Showing posts with label technology. Show all posts
Showing posts with label technology. Show all posts

Wednesday, June 18, 2008

The lifespans of irreplaceable words

Reading Nicholson Baker's Double Fold: Libraries and the Assault on Paper for my other MLIS class this semester has been interesting and somewhat heartbreaking; Baker vividly conveys the irreversible loss of historical newspapers and periodicals and the unreliability of microfilm as a backup storage medium. His descriptions of microfilm as an oversold "solution" that risks illegibility, shrinkage, buckling, bubbling, and sticking -- as well as his accurate portrayal of the dizzying text-glide that reading microfilm entails -- make it especially tragic that so many original materials have been destroyed after microfilming.
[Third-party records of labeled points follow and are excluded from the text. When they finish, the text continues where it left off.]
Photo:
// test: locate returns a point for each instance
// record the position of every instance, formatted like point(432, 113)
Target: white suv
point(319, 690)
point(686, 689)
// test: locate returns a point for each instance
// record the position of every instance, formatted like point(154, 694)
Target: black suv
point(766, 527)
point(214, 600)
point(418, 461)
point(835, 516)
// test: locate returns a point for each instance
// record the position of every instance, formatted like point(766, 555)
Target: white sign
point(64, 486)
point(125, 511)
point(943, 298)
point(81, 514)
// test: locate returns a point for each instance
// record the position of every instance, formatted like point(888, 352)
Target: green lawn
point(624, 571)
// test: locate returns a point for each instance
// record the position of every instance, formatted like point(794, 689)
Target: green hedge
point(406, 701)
Yet our textbook for this course, Discovering Computers 2009, described microfilm as "inexpensive and [having] the longest life of any storage media," with a "potential life expectancy" of 500 years. (p. 379) How could anyone know that, when the technology hasn't been around nearly that long?

Of course, if you look at the asterisk in the book's Media Life Expectancies table, you see the qualifier "*according to manufacturers of the media". Of course they would make inflated assertions, but Baker's findings prove otherwise. I'm all in support of high-quality digitization of information, but not at the expense of original copies! Have librarians been sold a bill of goods? It seems there should always be space enough somewhere to store original copies, even if not always on handily accessible library shelves. I'm now wondering what other technologies highlighted in our computer textbook could be seducing archivists away from sounder storage methods, or otherwise affecting the longevity or quality of stored information.

Saturday, June 7, 2008

Think like a machine

I finally succeeded in importing my reference links from Connotea, Zotero, and Del.icio.us into RefWorks, thanks to some helpful tips from classmates and blind exploration. Each of the programs was easy enough to use on its own, but synthesizing different programs created all sorts of little challenges. And I'm still baffled over why the programmers couldn't make certain tasks a bit easier: just for example, why doesn't Del.icio.us allow me to create folders? Isn't that a pretty basic element of data organization? (Or did I fail to find the way to do so?)

I've been reminded today of a mantra that my tech-savvy husband has oft repeated when working with computers: "Think like a machine." For instance, when for some odd mechanical reason my Del.icio.us RSS feed would only import my 30 most recent items, I found that the best course of action was to find a way to group the remaining items in a separate locale and do a new RSS feed, accommodating its inexplicable quirk. Since, as I pointed out above, Del.icio.us didn't let me organize references into folders, I had to find a way to group the remaining items: I tagged each remaining item with a single word ("text"), then bundled every reference with the "text" tag into a new bundle called "Text," and did an RSS feed for the Text bundle. Naturally, if I were working with a human being, a few friendly words could have clarified my intentions in far less time than the bundle project, but I admit that I actually enjoy solving machine-puzzles in creative ways like that. What a feeling of accomplishment to have found a path through the cryptic channels of techno-obscurity!